You might worry that even a successful writer has to work long hours for little pay, especially if you’ve spent time looking at writing jobs that pay an abysmal $0.02 or $0.03 per word. But there are plenty of six-figure writers out there.
When I started freelancing, well over a decade ago, I was happy making $25/hour – and I spent a lot of unpaid time trying to find clients.
These days, I aim for $80 – $100/hour – and I rarely have to seek out new gigs.
I have a bunch of fantastic clients who want repeat work, week in, week out.
Professional writer jobs pay good money.
It can take time to find the best writing jobs (and some types of writing pay much better than others) — but there are lots of opportunities if you’re persistent.

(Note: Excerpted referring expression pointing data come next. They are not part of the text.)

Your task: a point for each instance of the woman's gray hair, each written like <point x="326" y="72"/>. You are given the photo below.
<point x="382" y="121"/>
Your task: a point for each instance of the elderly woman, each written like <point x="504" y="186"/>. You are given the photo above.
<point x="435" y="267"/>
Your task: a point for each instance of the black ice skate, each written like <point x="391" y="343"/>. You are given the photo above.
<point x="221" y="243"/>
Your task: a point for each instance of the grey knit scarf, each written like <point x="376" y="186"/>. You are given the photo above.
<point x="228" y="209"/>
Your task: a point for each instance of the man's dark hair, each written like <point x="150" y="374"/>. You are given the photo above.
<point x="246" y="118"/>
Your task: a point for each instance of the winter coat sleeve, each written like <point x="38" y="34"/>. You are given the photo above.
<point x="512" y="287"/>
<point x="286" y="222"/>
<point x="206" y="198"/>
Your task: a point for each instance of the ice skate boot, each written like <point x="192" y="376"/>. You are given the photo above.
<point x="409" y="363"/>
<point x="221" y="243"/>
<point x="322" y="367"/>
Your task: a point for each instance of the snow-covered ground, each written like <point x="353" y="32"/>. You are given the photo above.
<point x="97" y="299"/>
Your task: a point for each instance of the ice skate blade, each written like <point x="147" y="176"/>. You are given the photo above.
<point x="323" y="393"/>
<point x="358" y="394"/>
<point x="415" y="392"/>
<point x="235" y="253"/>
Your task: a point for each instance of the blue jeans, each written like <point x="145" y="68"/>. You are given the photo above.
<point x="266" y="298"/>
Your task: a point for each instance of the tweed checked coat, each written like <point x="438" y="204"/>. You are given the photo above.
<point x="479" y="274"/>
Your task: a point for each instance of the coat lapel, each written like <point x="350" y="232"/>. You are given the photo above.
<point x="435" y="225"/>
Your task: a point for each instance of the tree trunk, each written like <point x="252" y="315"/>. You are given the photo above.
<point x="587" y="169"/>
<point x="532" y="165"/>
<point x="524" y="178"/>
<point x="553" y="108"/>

If you’ve been writing professionally for a while, make sure you’re continuing to raise your rates.
You’re becoming more skilled and more experienced all the time: that should be reflected in your professional writer salary.

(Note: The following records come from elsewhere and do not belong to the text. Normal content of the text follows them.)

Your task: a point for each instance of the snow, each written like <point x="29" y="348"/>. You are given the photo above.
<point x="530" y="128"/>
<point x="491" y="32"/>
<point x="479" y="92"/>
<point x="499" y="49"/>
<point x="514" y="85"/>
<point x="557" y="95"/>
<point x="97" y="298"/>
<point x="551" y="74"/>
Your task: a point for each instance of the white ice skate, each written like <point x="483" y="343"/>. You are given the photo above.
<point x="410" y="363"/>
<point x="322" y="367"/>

Don’t be put off writing for a living because you think it’ll be long hours for little pay.
Be deliberate and proactive about seeking out well-paid gigs and you can reach your financial goals.
6. You Need Solid Time Management and Organization Skills
This is another tough truth that some would-be writers struggle with.

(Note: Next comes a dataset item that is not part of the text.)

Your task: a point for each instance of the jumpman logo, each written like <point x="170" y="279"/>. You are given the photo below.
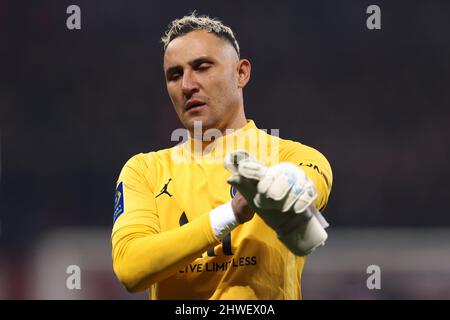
<point x="164" y="189"/>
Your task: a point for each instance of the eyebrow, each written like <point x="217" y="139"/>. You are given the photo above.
<point x="194" y="63"/>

Whether you’re working alone as a solo freelancer or as part of a writing team, you need to be able to manage your time well.
If you’re someone who procrastinates for hours before finally writing a few sentences, you need to develop better habits before you can succeed in professional writing.
Freelancers need to manage things like:
- Juggling multiple different clients and writing jobs — often with different deadlines and requirements.
- Sitting down to write even on days when you don’t feel inspired or motivated.
- Finishing your first draft in good time so that you can meet deadlines even if something unexpected crops up.
- Setting family and friends’ expectations so that you can have focused working time during the day.
- Keeping your website and/or social media accounts up to date, so that new clients can easily find your services.
- Setting boundaries around your work time, so that you have enough downtime to refresh and recharge.
Depending on the type of writing work you do, you may also need to develop skills like SEO (search engine optimization) or the ability to format posts in WordPress.
7. You Can Still Fit In Your Own Writing
What if you want to make money freelancing but still want to do your own writing?
Perhaps you’re blogging for a hobby, working on a collection of short stories, or taking a creative writing class.
Or you could be writing something that won’t ever make money, like a fanfiction story or a Dungeons & Dragons campaign for a small group of friends.
If you’re freelancing all day, you might be worried about having enough energy left over to work on your personal projects.
I’ll be honest here: this can be a challenge.
It’s especially tough if you’re caring for young children (or elderly relatives), if you have a chronic illness, or if you’re going through a particularly busy season of life.
But it is possible to fit your own writing around your professional writing career.
The vast majority of professional writers have some flexibility about their hours — they don’t need to be at a desk from 9 – 5. You might choose to work on your novel from 8am – 10am while you’re at your freshest, then turn to your freelancing from 10am onwards. Or you might fit your freelance work into 4 days so you can spend Fridays on more creative projects.
It won’t necessarily be easy, and you’ll likely have days when your paying work needs to take priority. But many professional writers have writing projects on the side, and there’s no reason why you shouldn’t too.
Becoming a Professional Writer: Your First Steps
Could professional writing be for you?
Give it a try!
You don’t need to quit your job and go all-in from day one.
Instead, you could set up a simple website or social media page, tell friends and family that you’re open to freelance work, and work on landing your first clients.
You might find it’s a great way to start a side hustle doing something you love. You could use it as a way to bring in money while starting a separate online business.
Or you may decide to develop it into a whole professional writing career.
Regardless of which path you ultimately choose, now is the time to take that first step.